I insisted no further. The news that Hristo was an Ottoman had filled me with doubts. Baleful Abbot Melani refused to take the death of these young students seriously, and my urgings only made him clam up. If I wanted to get anything out of the moody old castrato, this was not the way to go about it. But I was now too tired to think.
While Domenico helped his uncle to to emerge from under the blankets and sit up on the bed, I pulled out a piece of cloth from my pocket to wipe my face and I dropped the piece of blackened silver that Cloridia had taken from Prince Eugene’s palace.
“What’s that thing?” asked Atto at once, with a twitch of his eyebrows, looking in my direction.
I gazed in wonder at his vigilant eye.
“My blindness improves a little at night. Thanks to the treatment with the myrobolans, the gerapigra and the fact I sleep barefoot in all weathers,” he explained. “In any case what I meant was, what was that tinkling I heard?”
He groped for his dark glasses on the bedside table.

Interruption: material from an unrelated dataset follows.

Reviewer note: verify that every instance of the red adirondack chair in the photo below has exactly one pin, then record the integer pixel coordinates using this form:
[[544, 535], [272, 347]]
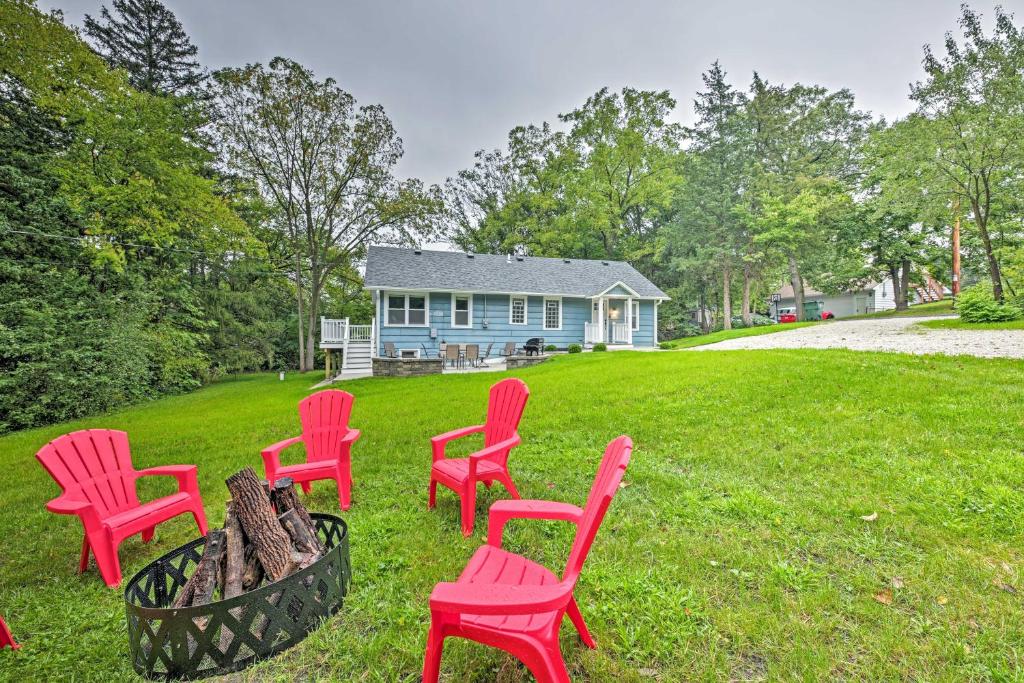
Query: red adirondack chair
[[507, 601], [328, 439], [508, 398], [6, 640], [93, 467]]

His nephew handed them to him and he put them on. I e
xplained the circumstances in which Cloridia had found the object and placed it in his palm.
“Interesting,” he remarked. He held it and seemed to study it closely with his fingertips.

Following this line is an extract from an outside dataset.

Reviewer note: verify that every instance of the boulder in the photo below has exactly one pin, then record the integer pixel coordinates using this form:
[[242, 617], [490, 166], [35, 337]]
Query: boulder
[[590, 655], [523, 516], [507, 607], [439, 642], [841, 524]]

“Sit down beside my bed. And tell me exactly what’s engraved on it,” he said.
I described in detail the two sides and read the inscription.

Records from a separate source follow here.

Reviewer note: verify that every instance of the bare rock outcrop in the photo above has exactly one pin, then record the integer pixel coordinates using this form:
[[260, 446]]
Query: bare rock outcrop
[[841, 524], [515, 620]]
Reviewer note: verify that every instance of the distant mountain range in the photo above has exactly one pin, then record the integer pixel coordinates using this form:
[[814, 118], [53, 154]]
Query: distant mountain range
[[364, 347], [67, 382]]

“Landau 1702, 4 livres?” he repeated with a slight smile, “and Prince Eugene had it in his hand during the audience with the Agha? I see, I see.”
“It looks almost like a rudimentary commemorative coin of the first conquest of Landau by the Most August Emperor, in 1702,” I commented.
“More than that, my son, much more.”
Landau, began Atto, was the nerve centre at the heart of Europe, right in the middle of the continent, equidistant from Berlin, Hamburg, Vienna, Milan and Paris. It stood in the Palatinate, in the south-west of Germany, just above Italy and right next to Austria, but for decades it had been in the possession of the Sun King: it was the blade that France pointed at Germany’s underbelly and Austria’s hip.
Given its great strategic importance, more than twenty years ago Louis XIV had entrusted the most brilliant of his engineers, the famous Vauban, with the task of strengthening its fortifications. At once a suspicious fire had reduced three-quarters of the city’s private houses to ashes, and Vauban had found it easy to transform the town into an armoured and impregnable stronghold.
It was the beginning of 1702, and the War of the Spanish Succession was already raging in northern Italy. Everyone was expecting hostilities to start up on German soil as well.
At the end of April the Empire’s troops began to surround Landau and occupy all the access routes to the city. On 19th June the imperial troops dug their trench. Eight days later, 27th July, a colossal boom was heard: the imperial army was giving a martial salute as Joseph, the then twenty-four-year-old King of the Romans, the Empire’s crown prince, arrived in person.
The French commander of the citadel, Melac, at once sent a herald to the enemy camp, preceded by a trumpeter, with a message for the King of the Romans: in addition to respectful compliments on his arrival, they asked him to indicate where he would pitch his tent, so that they could avoid hitting it with their cannons.